Análise C Damasceno - Estudo
Light (LIGT3) — Saída da Recuperação Judicial
Estudo de acompanhamento pós-RJ (Tipo 3) — antes e depois, evolução do negócio e plano de ação
Evento: aumento de capital R$ 1,5 bi + pedido de encerramento da RJ — 16/07/2026 | RJ desde: 05/2023 (dívida ~R$ 11 bi) | Setor: distribuição de energia elétrica
1. Sumário executivo
Tipo de estudo: acompanhamento pós-RJ (Tipo 3). Em 16/07/2026 a Light homologou um aumento de capital de R$ 1,5 bilhão (238,5 mi de novas ações a R$ 6,29) e protocolou, na 3ª Vara Empresarial do RJ, o pedido de encerramento da recuperação judicial, em curso desde maio de 2023. Com a conversão adicional de R$ 2,2 bi de debêntures, a capitalização total chega a ~R$ 3,7 bi.
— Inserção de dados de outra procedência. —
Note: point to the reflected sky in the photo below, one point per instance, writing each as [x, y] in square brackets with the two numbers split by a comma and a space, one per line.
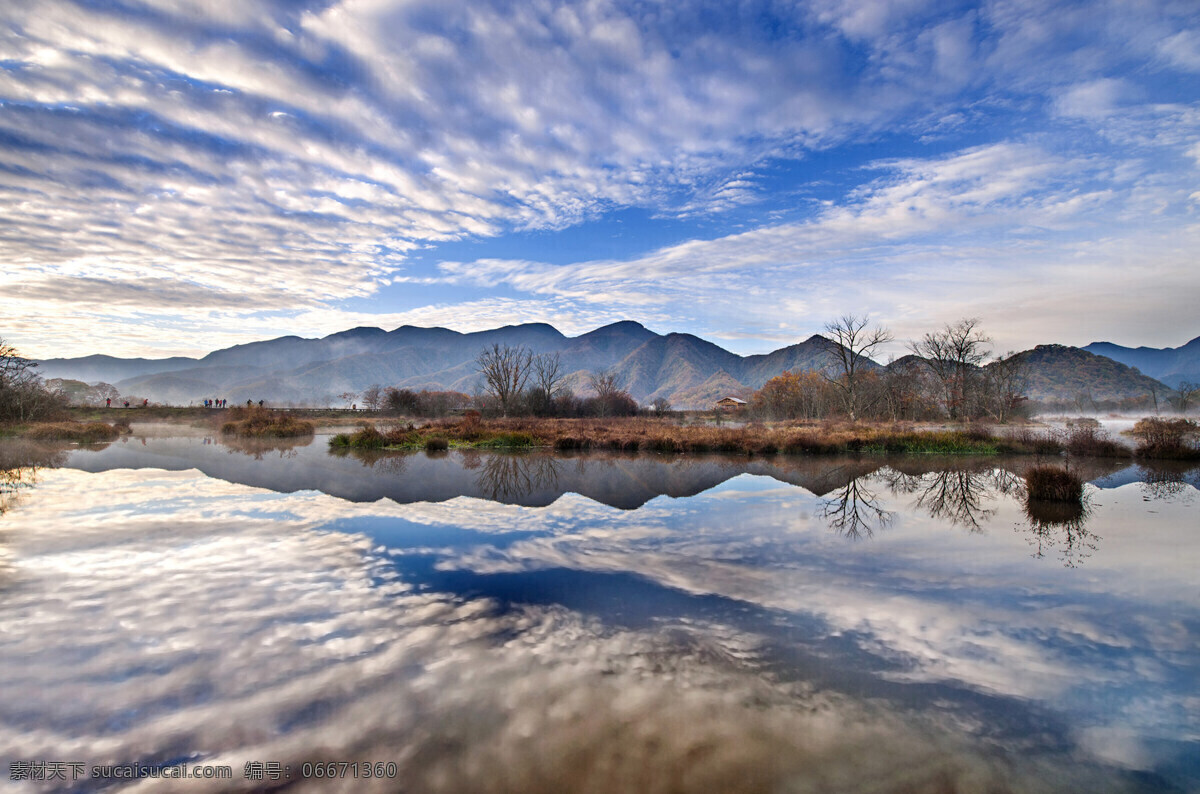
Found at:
[615, 623]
O foco deste estudo é a evolução antes × depois da RJ. A reestruturação resolveu a dimensão financeira (dívida de ~R$ 11 bi para ~R$ 6 bi; concessão renovada até 2056; controle definido) — mas o desafio operacional estrutural permanece: as perdas de energia (~30% da carga, o dobro da média do setor). A empresa "saiu da UTI", mas ainda precisa provar que gera lucro sustentável.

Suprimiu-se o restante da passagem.